I have two - getting a tripod with a horizontal and a vertical lock, so that the camera doesn't wobble as you're taking the photos. Just lock the vertical position and you're set. I'd also take several shots of each "location", seeing that there is an ever so slight difference in focus between a few of them, there's ghosting on some trees etc. (lack of a better term).


----------



## Chikaku-chan (Nov 28, 2011)

MY SCHOOL~


----------



## Gahars (Nov 29, 2011)

This thread is for discussing Rydian's (pretty nice, but I'm not much of an expert) panarama, not yours.

If you really demand the attention, maybe you could start your own thread about it (shocking idea, I know).


----------



## Rydian (Nov 29, 2011)

This is the art studio section.

I am curious that his seems to tilt down towards the right like mine did.


----------



## Chikaku-chan (Nov 29, 2011)

Im sorry rydian like gahars said



Gahars said:


> This thread is for discussing Rydian's (pretty nice, but I'm not much of an expert) panarama, not yours.
> 
> If you really demand the attention, maybe you could start your own thread about it (shocking idea, I know).



I require attention, its not like Im just showing a friend my panarama.
I apolagise Rydian


----------



## Gahars (Nov 29, 2011)

Was that an attempt at sarcasm? Because you do nothing but demand attention.

Plus, there's a huge difference between "Hey, Rydian, that's a nice panarama. I really liked what you did with the x, and the y was good, too. I also made a panarama; what do you think about it? Could you give me any advice?" and "MY SCHOOL~"

Also, it's spelled "apologize".

EDIT:

This isn't an argument. This is you rudely barging in on another person's thread (when you could have just as easily  politely worded your post or created a new thread) and me calling you out on it. 

It is also pretty presumptuous to apologize for someone (as if you were somehow morally superior) to brush off any criticisms or points they have made.


----------



## Chikaku-chan (Nov 29, 2011)

Gahars said:


> Was that an attempt at sarcasm?

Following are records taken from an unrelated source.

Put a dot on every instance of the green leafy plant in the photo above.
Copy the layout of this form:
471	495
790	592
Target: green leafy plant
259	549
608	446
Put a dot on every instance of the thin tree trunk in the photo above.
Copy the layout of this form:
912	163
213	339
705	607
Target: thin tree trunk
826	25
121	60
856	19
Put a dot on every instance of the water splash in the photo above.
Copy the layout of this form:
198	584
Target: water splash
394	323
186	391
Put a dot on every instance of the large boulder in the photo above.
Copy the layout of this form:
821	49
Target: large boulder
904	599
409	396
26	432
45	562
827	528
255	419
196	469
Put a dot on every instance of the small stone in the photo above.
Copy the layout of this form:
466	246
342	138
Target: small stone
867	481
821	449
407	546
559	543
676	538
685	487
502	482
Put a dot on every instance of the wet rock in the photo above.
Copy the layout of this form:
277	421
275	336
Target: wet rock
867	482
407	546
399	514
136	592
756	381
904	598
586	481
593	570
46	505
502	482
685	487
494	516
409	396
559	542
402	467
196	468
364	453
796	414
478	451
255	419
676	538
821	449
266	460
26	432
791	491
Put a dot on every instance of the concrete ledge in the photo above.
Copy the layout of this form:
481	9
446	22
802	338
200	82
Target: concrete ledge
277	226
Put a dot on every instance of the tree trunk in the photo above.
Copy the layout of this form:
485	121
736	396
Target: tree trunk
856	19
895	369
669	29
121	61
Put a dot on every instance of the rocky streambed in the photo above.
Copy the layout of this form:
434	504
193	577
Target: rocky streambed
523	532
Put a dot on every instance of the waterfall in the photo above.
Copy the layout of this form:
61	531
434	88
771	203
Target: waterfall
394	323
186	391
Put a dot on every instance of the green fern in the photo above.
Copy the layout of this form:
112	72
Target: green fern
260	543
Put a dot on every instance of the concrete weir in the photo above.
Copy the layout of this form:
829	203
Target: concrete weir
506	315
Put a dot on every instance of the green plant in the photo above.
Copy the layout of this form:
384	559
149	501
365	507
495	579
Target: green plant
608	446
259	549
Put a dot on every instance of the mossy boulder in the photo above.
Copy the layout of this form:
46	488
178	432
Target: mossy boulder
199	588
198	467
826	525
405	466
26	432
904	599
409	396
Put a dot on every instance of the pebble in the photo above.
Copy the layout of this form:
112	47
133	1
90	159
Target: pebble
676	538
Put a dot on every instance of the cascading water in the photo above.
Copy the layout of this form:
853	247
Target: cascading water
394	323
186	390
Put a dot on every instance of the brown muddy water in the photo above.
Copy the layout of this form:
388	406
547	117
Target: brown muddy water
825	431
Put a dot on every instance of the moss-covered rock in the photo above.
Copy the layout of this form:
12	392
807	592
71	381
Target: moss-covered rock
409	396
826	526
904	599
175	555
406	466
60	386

Because you do nothing but demand attention.
> 
> Plus, there's a huge difference between "Hey, Rydian, that's a nice panarama. I really liked what you did with the x, and the y was good, too. I also made a panarama; what do you think about it? Could you give me any advice?" and "MY SCHOOL~"
> 
> Also, it's spelled "apologize".



*sigh* Rydian on behalf of both myself and Gahars I apolagize for turning this thread into a petty argument~


----------



## _Chaz_ (Nov 29, 2011)

lol, looks like SOMEONE likes to argue on the internet.

Anyway, they're both very nice panoramas, and the sun actually looks nice there, Rydian.
As for a suggestion for the next one, how about street/intersection of some kind? Something more urban for some contrast.


----------



## 7om9i (Dec 4, 2011)

It depends on your budget and camera to be honest, I've seen electric tripods that automatically move the camera by small increments and trigger the camera's shoot button every few seconds or so depending on what you've put in for the settings. Combine that with zooming in your lens all the way and you can create pictures that push resolutions to gigapixels! More on that here: http://gigapan.org/

However, the majority of people still do it traditionally with a tripod that has a vertical and horizontal lock. Also, try having your panoramas stitched automatically in photoshop, it works wonders and requires almost no work on your behalf.


----------